As we pass through the penitential season of Lent at St. Jude’s Mission, we, like millions of Anglican Christians around the globe, find necessary changes in the liturgy for Holy Communion. One of these is a recitation of the commandments given to Moses. As each one is read the congregation responds, “Amen. Lord, have mercy.” We do so in acknowledgement that we, in sundry and numerous ways, have violated God’s glory, and confess our failures. For one like me who adheres to a form of dispensational theology (as did the late Anglican minister W.H. Griffith Thomas), the Fourth Commandment is particularly interesting:
Remember the Sabbath Day, to keep it holy.
Amen. Lord, have mercy.
Interesting because, as anyone schooled in dispensational theology can tell you, the Sabbath was a unique sign of God’s covenant with Israel. When we scan the New Testament epistles, written to the mostly-Gentile churches, we find no reiteration of the Sabbath commandment. Many Gentile believers did not keep it. Apparently, the apostle Paul did not teach it.
I remember a situation involving my oldest daughter when she was a student at a local Christian school. Her teacher asked the class, “What day is the Sabbath?” Lindsay raised her hand and answered, “Saturday,” for which she received catcalls from her classmates and correction from the teacher. But Lindsay was quite correct – the seventh day was set aside for Israel as an everlasting statute. On the other hand, there was precedent for Christian believers to gather on the first day of the week, the “Lord’s day.” This was the day Jesus rose from among the dead. It was the day the believers in Troas (Acts 20:7) customarily assembled. That this day came to be re-interpreted as the “Sabbath” is semantical. Christians do not literally refrain from all forms of labor or travel on Sunday. We go to church, then possibly to lunch, to the park, or set up the badminton net in the yard. Faith does not preclude some from flipping on the NASCAR race or the ball game.

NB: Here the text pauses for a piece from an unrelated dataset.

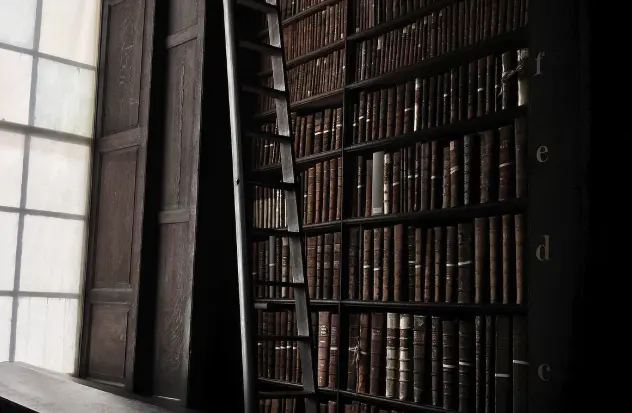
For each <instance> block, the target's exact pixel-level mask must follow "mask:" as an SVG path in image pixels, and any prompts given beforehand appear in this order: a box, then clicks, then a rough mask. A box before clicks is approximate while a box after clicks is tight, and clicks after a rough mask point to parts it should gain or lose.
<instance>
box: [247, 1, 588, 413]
mask: <svg viewBox="0 0 632 413" xmlns="http://www.w3.org/2000/svg"><path fill="white" fill-rule="evenodd" d="M303 3H304V4H303ZM546 3H547V2H545V1H542V0H528V1H527V0H467V1H463V0H461V1H458V0H440V1H431V0H428V1H397V0H392V1H385V0H381V1H378V0H375V1H370V0H337V1H330V0H328V1H323V2H317V0H313V1H311V2H309V1H307V0H305V1H302V2H301V1H299V0H295V1H294V2H292V3H291V4H293V5H294V7H295V9H294V10H292V9H291V6H290V2H289V1H287V2H282V3H281V4H282V7H285V9H284V12H283V14H284V16H285V21H284V31H285V34H286V36H285V38H284V41H285V47H286V48H288V44H290V46H289V47H290V48H292V50H296V49H299V50H303V53H297V52H295V51H293V52H292V54H291V55H290V56H287V58H288V68H289V71H290V73H289V79H290V80H289V83H290V89H291V91H290V94H291V96H292V97H293V101H292V106H291V107H292V111H293V113H294V115H295V118H294V123H293V133H294V137H295V153H296V154H297V168H298V169H299V171H300V177H299V181H300V182H301V185H302V188H303V193H304V196H305V202H304V203H303V209H302V213H303V218H304V220H303V229H304V230H305V232H306V233H307V236H306V250H307V251H306V256H307V260H306V262H307V272H306V274H307V277H308V284H309V288H310V300H311V305H312V307H313V309H314V314H313V317H312V321H313V324H314V326H313V328H314V337H316V338H317V342H316V343H315V344H314V345H315V348H316V353H317V354H318V355H319V356H318V361H315V363H317V364H318V366H317V367H318V368H317V371H318V381H319V397H321V398H322V400H321V403H322V404H321V407H322V409H321V410H322V411H324V412H325V411H326V412H329V413H334V412H336V413H347V412H348V413H356V412H358V413H359V412H365V411H366V412H371V413H372V412H382V411H391V412H409V411H410V412H456V411H460V412H489V413H509V412H513V413H520V412H527V411H529V412H538V413H541V412H547V411H554V410H555V408H556V407H559V406H560V403H562V402H561V401H560V400H561V399H560V397H559V396H560V394H561V387H562V383H563V381H564V380H565V376H564V371H565V366H567V365H568V363H569V360H570V358H569V357H566V356H562V354H563V352H564V349H565V348H566V347H565V346H567V345H568V344H569V340H570V337H571V331H570V327H568V322H567V321H568V320H569V319H571V314H570V313H569V311H570V310H568V309H569V308H571V302H572V297H573V296H574V294H575V285H576V284H577V283H576V282H575V281H574V280H573V271H576V272H578V271H580V270H579V269H578V268H577V266H576V265H574V264H573V265H570V267H569V269H563V270H562V269H561V267H560V265H561V264H560V263H561V262H562V261H560V262H558V264H557V265H552V266H548V267H546V266H543V265H545V264H546V263H547V262H548V261H550V260H551V250H552V248H553V241H552V240H553V238H552V237H554V236H553V235H552V233H554V232H556V231H557V235H556V236H559V237H560V238H561V239H564V240H565V241H568V244H564V245H561V244H559V241H557V242H558V243H557V244H556V247H559V248H560V249H564V252H562V251H560V250H557V251H558V253H559V254H561V255H559V256H558V257H560V259H565V260H569V262H570V260H572V254H574V253H576V252H577V251H578V249H580V248H581V242H582V241H580V240H581V237H580V236H579V234H577V233H576V232H575V231H576V230H575V229H574V228H575V227H574V225H575V224H577V222H578V220H581V218H580V217H578V215H580V214H578V213H576V212H573V213H567V212H568V211H571V210H572V211H576V210H577V207H576V205H577V204H576V202H577V200H578V197H579V195H578V194H577V193H575V192H573V191H572V190H571V188H572V187H573V185H575V187H576V186H577V185H581V183H578V182H577V180H576V179H572V180H568V177H569V176H571V174H572V173H576V172H577V171H578V170H580V168H581V167H582V165H583V162H584V160H585V157H583V156H584V155H585V154H583V155H582V154H581V149H579V148H581V147H582V145H586V140H587V138H586V137H585V136H583V137H582V138H581V139H578V140H577V141H575V142H573V141H572V140H571V139H570V137H569V136H568V135H565V136H566V138H565V140H563V141H561V140H559V138H558V137H557V136H555V132H557V131H556V129H555V128H560V129H564V128H566V129H567V130H571V129H572V130H575V131H577V132H578V133H579V128H580V126H579V125H578V124H577V123H576V124H575V125H573V126H572V128H569V127H568V124H569V123H572V119H574V118H573V117H574V116H576V114H577V113H576V112H574V110H576V109H577V108H576V107H573V108H565V109H560V107H566V106H568V105H569V103H570V102H572V101H573V99H574V98H577V96H575V95H574V94H578V93H579V92H577V90H576V89H574V88H575V87H576V85H575V84H574V83H573V80H574V79H569V77H568V72H566V74H565V72H564V71H565V70H566V71H568V70H570V69H569V66H570V65H571V62H572V60H571V58H570V57H569V56H571V55H572V50H573V49H572V47H577V48H578V47H579V46H578V40H577V39H575V38H573V37H572V33H573V31H574V30H576V26H575V25H576V24H577V23H576V22H574V21H572V22H571V21H570V20H571V19H568V16H569V15H574V13H575V11H574V12H573V13H569V10H576V8H573V7H575V6H573V7H571V3H572V2H570V1H566V0H565V1H562V2H560V3H559V4H557V3H556V4H555V5H551V4H546ZM299 6H302V7H299ZM373 6H375V7H373ZM335 19H338V20H336V21H333V20H335ZM343 21H344V23H342V22H343ZM561 21H564V23H560V22H561ZM301 24H302V25H301ZM547 24H548V26H547ZM298 25H301V26H300V27H299V28H298V29H296V27H297V26H298ZM341 27H343V28H344V30H343V31H341V30H340V28H341ZM534 27H535V28H536V29H534ZM552 27H559V28H560V29H561V31H562V33H563V34H562V35H559V34H554V33H553V29H552ZM339 33H342V39H339V38H338V34H339ZM296 42H305V45H303V44H301V45H299V46H296ZM406 45H408V46H406ZM543 50H546V54H549V55H550V53H551V52H550V51H551V50H554V51H555V52H556V53H558V56H560V59H562V60H561V61H562V62H564V63H563V64H562V63H559V64H557V65H556V66H555V65H553V64H550V63H549V62H550V60H544V59H545V56H546V54H542V51H543ZM332 59H333V62H334V63H335V64H332V62H331V61H332ZM545 61H546V62H547V65H546V70H547V76H548V77H547V79H546V81H541V76H540V75H541V74H542V73H543V70H544V69H543V67H544V66H543V62H545ZM343 63H344V70H342V66H343ZM301 70H304V72H303V73H301ZM503 74H504V76H503ZM259 76H260V79H261V80H262V82H263V83H264V84H266V83H265V82H266V81H267V80H266V79H267V77H269V72H268V70H267V68H266V67H265V66H262V70H261V71H260V73H259ZM572 77H573V76H571V78H572ZM314 78H317V79H319V80H318V81H317V82H314V81H313V79H314ZM310 82H311V83H310ZM318 82H320V83H318ZM561 84H563V86H561ZM551 90H564V91H565V92H566V93H565V94H563V95H558V94H556V93H552V92H551ZM312 91H314V92H312ZM554 104H555V105H561V106H553V105H554ZM534 106H537V107H534ZM258 108H259V110H258V112H257V113H256V115H254V120H255V121H256V122H258V123H259V124H261V125H262V129H263V130H266V131H269V132H273V131H274V113H273V111H272V110H270V109H271V108H272V106H270V102H264V101H261V102H258ZM579 135H581V133H579ZM579 135H578V136H579ZM534 137H535V138H534ZM565 145H568V146H565ZM573 145H574V146H575V152H574V153H575V154H576V156H574V157H572V158H571V157H570V156H567V157H563V158H562V159H558V160H557V161H555V162H549V161H550V159H549V158H547V156H548V155H549V154H550V153H551V152H549V151H552V150H553V149H552V148H555V150H556V151H557V152H558V153H563V152H564V151H567V150H568V148H569V147H571V146H573ZM252 153H253V154H255V157H254V158H253V162H252V166H253V173H256V174H261V175H269V176H278V174H280V165H279V164H278V158H277V157H278V154H277V153H276V152H275V144H274V143H272V142H268V143H263V144H261V146H256V145H255V146H253V148H252ZM376 153H377V154H379V155H375V154H376ZM544 159H546V160H545V161H544V162H543V160H544ZM543 164H545V165H546V166H547V167H549V168H551V169H547V170H543V169H542V168H541V166H542V165H543ZM376 165H377V172H376ZM549 165H551V166H549ZM562 170H564V171H565V172H564V174H560V175H563V176H555V174H556V171H562ZM384 171H385V172H384ZM571 181H572V184H571V183H569V182H571ZM556 193H557V194H560V193H564V194H565V195H567V197H566V198H564V200H559V203H558V204H556V205H555V206H552V205H553V203H554V202H555V201H556V200H558V198H559V195H556ZM251 201H252V206H253V211H252V215H253V219H254V222H255V225H256V226H259V227H263V228H283V225H284V223H283V214H284V211H283V202H284V201H283V196H282V194H281V193H274V192H273V191H270V192H265V191H263V190H261V191H259V192H256V193H253V194H252V200H251ZM545 206H546V207H545ZM569 234H575V235H577V237H576V238H569V237H570V235H569ZM252 246H253V254H252V264H251V265H252V273H253V279H254V285H255V287H254V290H255V291H254V292H253V293H254V295H255V297H257V300H258V302H260V303H261V305H265V306H267V307H266V310H265V311H264V310H259V311H258V320H257V325H258V328H259V331H258V332H259V333H268V334H272V333H274V334H286V333H287V334H288V335H289V334H290V332H291V329H292V328H293V327H292V325H293V320H292V315H291V309H292V297H291V291H289V289H285V288H283V287H273V286H271V285H270V284H271V282H272V281H275V280H276V281H287V273H288V271H287V266H288V265H290V264H289V263H288V262H287V248H286V247H285V245H284V241H283V239H281V238H280V237H270V238H264V239H259V240H256V241H255V240H253V244H252ZM571 267H572V270H571V269H570V268H571ZM547 277H548V279H547V280H544V279H545V278H547ZM550 279H554V280H555V281H554V282H551V281H550ZM564 289H567V291H566V292H564V293H560V292H561V291H562V290H564ZM534 300H535V301H534ZM556 303H557V304H560V305H565V306H566V307H565V308H564V309H563V310H562V309H559V308H557V304H556ZM551 340H555V341H554V342H551ZM257 351H258V357H259V366H258V367H259V376H260V379H259V380H260V384H262V385H263V386H264V387H265V386H275V387H276V386H287V387H291V386H296V385H297V384H296V381H297V378H298V377H300V374H298V370H297V368H296V363H295V362H294V360H296V358H297V355H296V350H295V346H292V343H288V342H278V343H275V344H274V346H270V347H268V346H267V345H266V344H263V343H262V344H261V345H260V346H259V348H258V350H257ZM554 365H555V367H553V366H554ZM555 371H557V372H559V374H557V375H556V374H554V373H553V372H555ZM260 411H261V412H265V413H268V412H271V413H274V412H288V413H289V412H294V411H300V408H299V407H298V406H294V405H293V404H292V403H291V402H289V401H283V400H279V401H271V402H269V403H268V404H265V403H262V405H261V409H260Z"/></svg>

The matter of holy days was a touchy one for the Apostle as he dealt with diverse sensibilities within the new commonwealth, the assembly of Jewish and Greek believers.
Who are you to pass judgment on the servant of another? It is before his own master that he stands or falls. And he will be upheld, for the Lord is able to make him stand. One person esteems one day as better than another, while another esteems all days alike. Each one should be fully convinced in his own mind. The one who observes the day, observes it in honor of the Lord. The one who eats, eats in honor of the Lord, since he gives thanks to God, while the one who abstains, abstains in honor of the Lord and gives thanks to God (Romans 14:4-6, ESV)

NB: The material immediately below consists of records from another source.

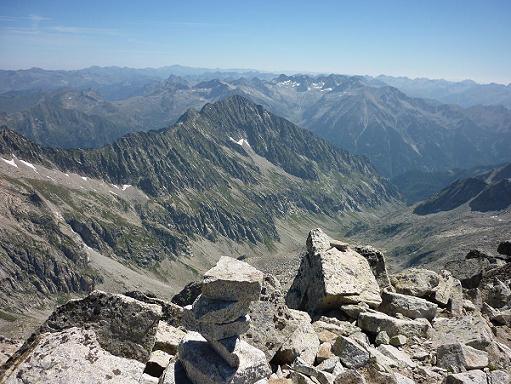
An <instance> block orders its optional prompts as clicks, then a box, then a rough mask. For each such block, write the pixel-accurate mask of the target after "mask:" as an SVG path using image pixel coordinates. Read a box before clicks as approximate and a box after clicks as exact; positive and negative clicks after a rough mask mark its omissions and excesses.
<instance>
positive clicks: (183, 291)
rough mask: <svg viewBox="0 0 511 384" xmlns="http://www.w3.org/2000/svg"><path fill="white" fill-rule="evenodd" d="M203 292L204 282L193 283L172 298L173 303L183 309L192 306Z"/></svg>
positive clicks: (198, 281)
mask: <svg viewBox="0 0 511 384" xmlns="http://www.w3.org/2000/svg"><path fill="white" fill-rule="evenodd" d="M201 292H202V281H192V282H191V283H188V284H186V285H185V286H184V288H183V289H182V290H181V291H179V292H178V293H176V294H175V295H174V296H172V299H171V301H172V303H174V304H177V305H179V306H181V307H186V306H187V305H192V304H193V302H194V301H195V299H197V297H198V296H199V295H200V294H201Z"/></svg>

Neither dietary laws nor holy days were enjoined upon the whole assembly. John Chrysostom renders a similar spirit of liberality in his famous Easter (Pascha) homily:
Rejoice today, both you who have fasted
And you who have disregarded the fast.
The table is full-laden; feast ye all sumptuously.
The calf is fatted; let no one go hungry away.
Enjoy ye all the feast of faith:
Receive ye all the riches of loving-kindness.
Still, there is one aspect of the Sabbath that does apply to all believers, regardless of race or time. It involves what the Sabbath, in type (Colossians 2:16-17), depicts: the rest that is available for all who put complete trust in the Person and work of Christ.
There remains therefore a rest for the people of God. For he who has entered His rest has himself also ceased from his works as God did from His. Let us therefore be diligent to enter that rest, lest anyone should fall according to the same example of disobedience (Hebrews 4:9-11, NKJV)
To the extent that I or anyone neglects “so great salvation,” then indeed: Lord, have mercy.